As Conservative Party controversy hits the headlines and Plan B is activated across the UK, one piece of legislation that is not getting the coverage it deserves is the creeping, draconian Policing Bill. 

This bill recently saw back-door amendments entered at an incredibly late stage to avoid parliamentary scrutiny. These 18 extra pages that have been shoved in at the last minute are terrifying and fascistic, eroding the fundamental rights of citizens in the UK.

Thousands of people have come together from all walks of life to protest against this dangerous bill since it was first announced, including in Bristol, which has resulted in 42 people facing serious charges. If the bill becomes law, it will punish anyone with the courage to stand up for their beliefs and challenge the government on their action or, in the case of climate change, inaction.

Further draconian amendments to the bill

While the Policing Bill was already horrifyingly draconian, the new amendments seek to further infringe on citizens’ rights in the UK.

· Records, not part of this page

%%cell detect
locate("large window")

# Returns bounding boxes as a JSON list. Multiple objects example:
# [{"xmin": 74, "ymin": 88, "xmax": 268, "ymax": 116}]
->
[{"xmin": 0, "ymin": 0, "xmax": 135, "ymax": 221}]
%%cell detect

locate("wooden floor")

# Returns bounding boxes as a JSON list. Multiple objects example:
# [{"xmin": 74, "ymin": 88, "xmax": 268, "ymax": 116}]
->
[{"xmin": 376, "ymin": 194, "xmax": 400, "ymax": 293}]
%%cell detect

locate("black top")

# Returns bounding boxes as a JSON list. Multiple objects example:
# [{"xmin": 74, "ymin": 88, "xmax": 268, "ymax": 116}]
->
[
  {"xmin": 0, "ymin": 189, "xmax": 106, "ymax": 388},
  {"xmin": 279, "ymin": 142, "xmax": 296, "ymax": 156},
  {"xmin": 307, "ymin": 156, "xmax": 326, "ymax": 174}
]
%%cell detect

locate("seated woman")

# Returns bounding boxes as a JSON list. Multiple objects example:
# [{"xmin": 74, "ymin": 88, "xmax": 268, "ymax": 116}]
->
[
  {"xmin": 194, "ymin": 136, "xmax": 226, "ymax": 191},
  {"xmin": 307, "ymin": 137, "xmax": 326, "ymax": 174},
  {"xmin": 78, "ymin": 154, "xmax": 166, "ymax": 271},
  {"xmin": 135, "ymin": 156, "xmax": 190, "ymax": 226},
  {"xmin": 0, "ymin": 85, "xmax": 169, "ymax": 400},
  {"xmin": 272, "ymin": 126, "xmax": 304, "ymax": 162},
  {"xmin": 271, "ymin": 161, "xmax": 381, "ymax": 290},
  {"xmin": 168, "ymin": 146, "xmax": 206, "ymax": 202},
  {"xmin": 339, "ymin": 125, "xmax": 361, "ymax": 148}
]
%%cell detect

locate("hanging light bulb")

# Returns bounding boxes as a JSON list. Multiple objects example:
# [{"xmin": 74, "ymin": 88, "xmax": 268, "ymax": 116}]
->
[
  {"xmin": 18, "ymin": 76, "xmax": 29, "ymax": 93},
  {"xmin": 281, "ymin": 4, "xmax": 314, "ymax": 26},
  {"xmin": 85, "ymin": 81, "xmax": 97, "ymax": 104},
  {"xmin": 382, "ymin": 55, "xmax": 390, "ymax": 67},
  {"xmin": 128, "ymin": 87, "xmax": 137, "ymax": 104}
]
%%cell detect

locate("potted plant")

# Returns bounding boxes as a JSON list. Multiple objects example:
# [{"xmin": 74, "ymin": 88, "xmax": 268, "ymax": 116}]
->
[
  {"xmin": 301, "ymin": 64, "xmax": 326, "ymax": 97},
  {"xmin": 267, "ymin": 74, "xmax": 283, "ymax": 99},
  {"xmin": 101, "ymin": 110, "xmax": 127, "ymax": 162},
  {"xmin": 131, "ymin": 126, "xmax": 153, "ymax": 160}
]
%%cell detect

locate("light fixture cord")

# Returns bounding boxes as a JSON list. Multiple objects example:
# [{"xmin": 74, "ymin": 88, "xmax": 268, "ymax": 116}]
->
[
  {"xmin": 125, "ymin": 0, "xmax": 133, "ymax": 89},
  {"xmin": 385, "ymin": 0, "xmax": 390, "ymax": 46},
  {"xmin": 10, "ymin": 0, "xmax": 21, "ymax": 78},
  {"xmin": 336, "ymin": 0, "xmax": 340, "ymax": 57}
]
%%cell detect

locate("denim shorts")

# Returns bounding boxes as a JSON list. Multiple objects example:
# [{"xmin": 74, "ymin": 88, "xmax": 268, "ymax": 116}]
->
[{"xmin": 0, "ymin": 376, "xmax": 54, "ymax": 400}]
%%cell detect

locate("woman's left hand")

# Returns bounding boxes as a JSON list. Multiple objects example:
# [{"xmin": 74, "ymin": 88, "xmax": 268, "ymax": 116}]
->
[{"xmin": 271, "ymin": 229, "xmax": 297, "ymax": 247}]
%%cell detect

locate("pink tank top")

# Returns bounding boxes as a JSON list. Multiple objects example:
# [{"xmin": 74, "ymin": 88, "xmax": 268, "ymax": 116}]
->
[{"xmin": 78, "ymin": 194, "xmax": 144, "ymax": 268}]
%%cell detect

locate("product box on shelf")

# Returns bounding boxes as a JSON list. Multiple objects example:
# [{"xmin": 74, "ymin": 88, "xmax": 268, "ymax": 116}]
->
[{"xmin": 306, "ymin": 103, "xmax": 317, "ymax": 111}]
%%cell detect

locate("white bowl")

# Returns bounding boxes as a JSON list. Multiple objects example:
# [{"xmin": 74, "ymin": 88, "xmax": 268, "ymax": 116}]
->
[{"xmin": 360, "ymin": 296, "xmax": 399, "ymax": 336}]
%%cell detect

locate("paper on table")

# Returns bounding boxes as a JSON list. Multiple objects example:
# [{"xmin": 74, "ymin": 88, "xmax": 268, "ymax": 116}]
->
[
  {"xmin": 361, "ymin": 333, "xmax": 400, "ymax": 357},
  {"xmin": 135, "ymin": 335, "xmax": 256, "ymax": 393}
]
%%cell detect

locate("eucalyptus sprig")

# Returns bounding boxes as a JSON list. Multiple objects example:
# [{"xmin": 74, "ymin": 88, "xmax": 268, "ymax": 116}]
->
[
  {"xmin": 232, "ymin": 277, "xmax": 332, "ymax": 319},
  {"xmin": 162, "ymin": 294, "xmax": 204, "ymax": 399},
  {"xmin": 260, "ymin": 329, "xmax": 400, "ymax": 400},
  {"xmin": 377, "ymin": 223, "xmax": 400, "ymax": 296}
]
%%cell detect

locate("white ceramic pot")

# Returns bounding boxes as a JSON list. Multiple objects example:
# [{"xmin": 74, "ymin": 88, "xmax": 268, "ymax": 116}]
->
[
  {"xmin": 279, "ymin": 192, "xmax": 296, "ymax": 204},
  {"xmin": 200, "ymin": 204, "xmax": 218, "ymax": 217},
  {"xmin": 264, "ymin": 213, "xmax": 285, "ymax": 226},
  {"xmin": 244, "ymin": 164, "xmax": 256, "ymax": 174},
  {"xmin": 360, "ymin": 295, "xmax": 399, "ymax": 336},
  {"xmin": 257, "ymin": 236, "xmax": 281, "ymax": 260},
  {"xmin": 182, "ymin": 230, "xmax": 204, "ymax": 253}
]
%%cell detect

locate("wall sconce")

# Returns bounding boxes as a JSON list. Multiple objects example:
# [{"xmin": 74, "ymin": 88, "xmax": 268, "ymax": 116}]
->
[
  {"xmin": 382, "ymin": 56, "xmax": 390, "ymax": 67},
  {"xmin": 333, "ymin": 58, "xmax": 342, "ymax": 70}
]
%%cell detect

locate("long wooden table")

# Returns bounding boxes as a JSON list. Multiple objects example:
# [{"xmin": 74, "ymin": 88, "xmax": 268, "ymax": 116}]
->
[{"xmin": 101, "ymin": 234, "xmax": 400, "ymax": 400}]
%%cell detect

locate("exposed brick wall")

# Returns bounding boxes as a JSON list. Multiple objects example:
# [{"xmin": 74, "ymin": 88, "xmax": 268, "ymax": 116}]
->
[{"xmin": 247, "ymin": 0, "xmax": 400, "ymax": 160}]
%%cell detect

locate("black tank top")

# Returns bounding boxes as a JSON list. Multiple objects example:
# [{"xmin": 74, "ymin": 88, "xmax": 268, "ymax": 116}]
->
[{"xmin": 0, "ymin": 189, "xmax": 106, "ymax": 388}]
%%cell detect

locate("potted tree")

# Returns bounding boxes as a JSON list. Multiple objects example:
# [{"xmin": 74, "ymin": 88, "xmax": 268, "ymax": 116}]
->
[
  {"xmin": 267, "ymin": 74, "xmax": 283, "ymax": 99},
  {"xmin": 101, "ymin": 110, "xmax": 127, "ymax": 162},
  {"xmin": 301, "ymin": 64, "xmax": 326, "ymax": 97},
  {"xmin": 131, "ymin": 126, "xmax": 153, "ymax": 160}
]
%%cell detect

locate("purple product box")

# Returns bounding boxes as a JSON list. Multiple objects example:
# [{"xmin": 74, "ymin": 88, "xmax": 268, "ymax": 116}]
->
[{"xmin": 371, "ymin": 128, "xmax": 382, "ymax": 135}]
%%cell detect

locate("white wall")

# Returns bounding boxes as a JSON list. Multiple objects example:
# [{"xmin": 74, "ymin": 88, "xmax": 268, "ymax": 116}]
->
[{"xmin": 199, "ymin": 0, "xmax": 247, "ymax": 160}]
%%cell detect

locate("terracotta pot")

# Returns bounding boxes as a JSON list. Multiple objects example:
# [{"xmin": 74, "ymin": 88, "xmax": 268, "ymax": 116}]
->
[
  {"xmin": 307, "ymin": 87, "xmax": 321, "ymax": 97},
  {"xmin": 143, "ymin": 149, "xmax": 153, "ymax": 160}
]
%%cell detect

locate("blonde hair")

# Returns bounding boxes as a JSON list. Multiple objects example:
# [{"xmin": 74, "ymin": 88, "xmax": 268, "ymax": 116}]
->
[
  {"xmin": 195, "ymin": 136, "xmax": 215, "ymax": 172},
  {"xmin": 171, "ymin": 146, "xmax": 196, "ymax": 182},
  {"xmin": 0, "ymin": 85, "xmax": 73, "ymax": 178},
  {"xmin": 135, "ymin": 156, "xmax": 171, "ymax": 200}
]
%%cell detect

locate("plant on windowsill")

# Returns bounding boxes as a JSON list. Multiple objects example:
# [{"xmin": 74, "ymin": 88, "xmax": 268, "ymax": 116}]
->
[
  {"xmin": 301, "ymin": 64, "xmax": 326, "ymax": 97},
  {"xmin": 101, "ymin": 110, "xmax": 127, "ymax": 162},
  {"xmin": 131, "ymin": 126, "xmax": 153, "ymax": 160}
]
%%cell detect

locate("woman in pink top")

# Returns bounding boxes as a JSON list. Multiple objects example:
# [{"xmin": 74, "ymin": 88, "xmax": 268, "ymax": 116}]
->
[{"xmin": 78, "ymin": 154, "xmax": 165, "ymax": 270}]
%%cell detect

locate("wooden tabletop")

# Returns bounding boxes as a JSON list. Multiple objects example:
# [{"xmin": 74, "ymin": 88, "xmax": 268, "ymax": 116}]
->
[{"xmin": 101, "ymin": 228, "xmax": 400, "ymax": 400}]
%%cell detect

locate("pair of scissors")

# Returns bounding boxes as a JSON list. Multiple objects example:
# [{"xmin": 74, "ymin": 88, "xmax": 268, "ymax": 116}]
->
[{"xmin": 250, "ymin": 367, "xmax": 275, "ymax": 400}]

One of the new amendments creates a new offence of ‘locking-on’ which is the protest tactic whereby protestors attach themselves to another person, an object, or land, in a way that causes or could cause “serious disruption” to two or more people or to an organisation in a public place and they “intend this consequence” or are “reckless” about it. Those charged with this offence could face up to 51 weeks in prison, a fine or both. Moreover, while at first, it may have appeared that this new offence was created in response to Insulate Britain’s blockading the M25, as outlined by Open Democracy, it was consulted on all the way back in Autumn 2020.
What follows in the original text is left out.